REU 2023 – Participants
I am a rising senior completing my Bachelor's in Computer Science and Minor in Physics at Florida State University. The University of Central Florida's REU program in Computer Vision was a wonderful opportunity to explore Computer Vision through a research-oriented lens. This summer, I worked with Dr. Tanvir Ahmed on Post-Disaster Building Damage Classification from Aerial-View Images. Existing models utilize MobileNet, a lightweight architecture that uses depth-wise separable convolutions to classify building damages based on a masked image. After attempting to replicate these results through Transfer Learning on the dataset DoriaNet, which assessed building damages from Hurricane Dorian, we experimented with different architectures to improve the performances of existing models, which include but are not limited to ResNet50, Vision Transformer B-32, and Swin Transformer. We also investigated different loss functions and segmentation methods (such as state-of-the-art Mask2Former) to further improve performance. Further information about my project may be found below in the weekly presentations and report provided. If you have any questions, you can email me at email@example.com or Dr. Tanvir Ahmed at Tanvir.Ahmed@ucf.edu
I am a rising senior at the University of Central Florida majoring in Computer Science. I had already been introduced to Computer Vision from working on projects with AI@UCF. The REU program helped me solidify my skills in CV and gave me an extensive introduction to academic research. Over the summer, I studied the robustness of Visual Large Language Models with Ser-Nam Lim and Young Kyun Jang.
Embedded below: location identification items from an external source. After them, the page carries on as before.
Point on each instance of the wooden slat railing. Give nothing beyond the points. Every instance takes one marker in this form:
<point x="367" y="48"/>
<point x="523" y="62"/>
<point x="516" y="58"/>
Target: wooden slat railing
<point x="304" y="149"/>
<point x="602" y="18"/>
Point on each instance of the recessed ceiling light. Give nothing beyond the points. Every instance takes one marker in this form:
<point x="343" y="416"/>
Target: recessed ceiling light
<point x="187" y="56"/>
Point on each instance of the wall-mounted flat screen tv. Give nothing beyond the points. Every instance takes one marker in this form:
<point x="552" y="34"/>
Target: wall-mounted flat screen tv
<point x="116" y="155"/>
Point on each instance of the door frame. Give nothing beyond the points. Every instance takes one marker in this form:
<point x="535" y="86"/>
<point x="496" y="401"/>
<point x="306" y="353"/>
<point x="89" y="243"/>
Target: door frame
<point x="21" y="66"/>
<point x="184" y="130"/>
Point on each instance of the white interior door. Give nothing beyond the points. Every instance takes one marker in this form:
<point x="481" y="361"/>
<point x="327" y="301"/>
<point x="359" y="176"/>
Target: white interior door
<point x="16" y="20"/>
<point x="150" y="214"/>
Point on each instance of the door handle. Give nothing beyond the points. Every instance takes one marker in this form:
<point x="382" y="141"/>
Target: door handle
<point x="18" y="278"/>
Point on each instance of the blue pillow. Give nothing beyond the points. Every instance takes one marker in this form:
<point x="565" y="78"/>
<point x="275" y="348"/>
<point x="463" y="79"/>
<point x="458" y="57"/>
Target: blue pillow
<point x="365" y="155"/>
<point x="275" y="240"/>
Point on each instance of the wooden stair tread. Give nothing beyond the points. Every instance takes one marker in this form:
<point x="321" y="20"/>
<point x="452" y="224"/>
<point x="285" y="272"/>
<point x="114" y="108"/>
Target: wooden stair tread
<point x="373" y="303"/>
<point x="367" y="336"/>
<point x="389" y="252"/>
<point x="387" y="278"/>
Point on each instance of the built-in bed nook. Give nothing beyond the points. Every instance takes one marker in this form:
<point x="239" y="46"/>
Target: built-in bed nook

We evaluated a VLLM (LLaVA) under the effects of data augmentation and adversarial attacks. To view my progress please refer to the weekly presentations below. If you have any further questions, please feel free to reach out to me at firstname.lastname@example.org.
Born and raised in Central New Jersey, Akhil is a rising sophomore and Robert W. Woodruff Scholar at Emory University. He is a Computer Science major and Finance minor at Emory, having completed coursework in Data Structures & Algorithms, Mathematical Foundations of Computer Science, and Business Data & Decision Analytics thus far. Prior to the REU, Akhil had experience with CS fundamentals (Object-Oriented Programming, Data Structures, Algorithmic thinking) and Web Development but this research experience has expanded his knowledge greatly on the Computer Vision and Deep Learning aspects of the field. This summer, Akhil worked with Dr. Gaurav Kumar Nayak, Parth Parag Kulkarni, and Dr. Mubarak Shah on a project in Robust Image Geolocalization. Existing research has explored the usage of Transformers for Cross-View Image Geolocalization with the TransGeo model on various datasets. This summer, Akhil investigated how training the TransGeo model on various noisy and clean data combinations improves the Retrieval-Based model's performance and makes it more robust. The next steps for the project involve developing and implementing a new model that can identify the type of noise added to a query image (if noise is present), denoise the image (if necessary), and evaluate both the reference and generated query image on the original pre-trained TransGeo model. For more details on his project and progress, please refer to his weekly presentations, report, and poster below. Please feel free to contact him at email@example.com or at firstname.lastname@example.org.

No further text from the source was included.